The pursuing officers reportedly shot him more than 60 times, as there were as many gunshot wounds found on him.

According to the police, Jayland Walker, 25, opened fire first during the night-time traffic stop on 27 June, and the officers shot back in self-defence.

Mayor Daniel Horrigan, who asked Ohio residents to wait till the full inquiry was over, said that the video was "heartbreaking" and "hard to take in."

While Walker was not armed when he bolted away from his car, a pistol was found inside it, say the police.

Family Attorney Questions Police Strategy

State Attorney General Dave Yost promised a "complete, fair and expert investigation" by the Ohio Bureau of Criminal Investigation.

Akron police are investigating separately whether its officers violated departmental rules.

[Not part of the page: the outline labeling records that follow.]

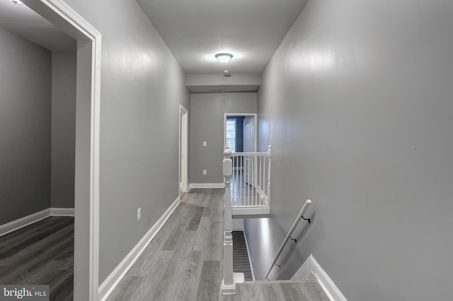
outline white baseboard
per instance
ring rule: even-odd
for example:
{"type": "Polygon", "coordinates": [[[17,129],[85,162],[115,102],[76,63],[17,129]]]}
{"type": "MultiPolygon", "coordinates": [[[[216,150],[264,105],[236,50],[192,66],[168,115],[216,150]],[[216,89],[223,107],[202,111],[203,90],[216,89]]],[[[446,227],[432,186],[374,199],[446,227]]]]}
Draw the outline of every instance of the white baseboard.
{"type": "Polygon", "coordinates": [[[13,220],[7,224],[1,225],[0,225],[0,236],[43,220],[49,216],[50,216],[50,208],[47,208],[18,220],[13,220]]]}
{"type": "Polygon", "coordinates": [[[137,261],[140,254],[145,249],[147,246],[156,236],[157,232],[164,226],[165,222],[168,219],[173,211],[176,208],[180,203],[179,197],[168,207],[164,213],[161,218],[149,229],[145,235],[140,240],[132,250],[122,259],[122,261],[117,266],[115,270],[107,277],[107,279],[101,285],[98,290],[98,300],[101,301],[105,300],[113,289],[120,283],[121,279],[126,274],[127,271],[131,268],[132,264],[137,261]]]}
{"type": "Polygon", "coordinates": [[[52,216],[74,216],[76,211],[74,208],[51,208],[52,216]]]}
{"type": "Polygon", "coordinates": [[[313,280],[314,274],[318,283],[331,301],[347,301],[333,281],[326,273],[313,255],[310,254],[302,266],[294,274],[293,280],[313,280]]]}
{"type": "Polygon", "coordinates": [[[49,216],[74,216],[74,208],[48,208],[7,224],[0,225],[0,236],[39,222],[49,216]]]}
{"type": "Polygon", "coordinates": [[[193,188],[225,188],[224,183],[192,183],[189,185],[189,191],[193,188]]]}

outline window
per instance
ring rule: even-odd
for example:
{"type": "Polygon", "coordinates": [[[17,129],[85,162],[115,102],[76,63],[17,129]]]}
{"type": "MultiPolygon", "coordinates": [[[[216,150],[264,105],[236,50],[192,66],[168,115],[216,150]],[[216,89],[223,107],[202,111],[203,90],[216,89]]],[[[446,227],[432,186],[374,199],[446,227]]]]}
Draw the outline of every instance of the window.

The eight officers involved in the shooting, seven of whom are white and one of whom is black, have been put on paid administrative leave.

A lawyer for Walker's family, Bobby DiCello, said that the video showed the "absolutely excessive" way by which the police had chased Walker.

"The way the law required, indeed, the way we are all required, to look at this is through the eyes of a reasonable police officer as it’s happening. I ask you, as he’s running away, what is reasonable? To gun him down? No, that’s not reasonable," he added.

The eight officers who were involved in the shooting have been placed on paid administrative leave, said Akron Police Chief Stephen Mylett.

Derrick Johnson, president of the National Association for the Advancement of Colored People, described the way in which Walker was killed as "murder", "point-blank".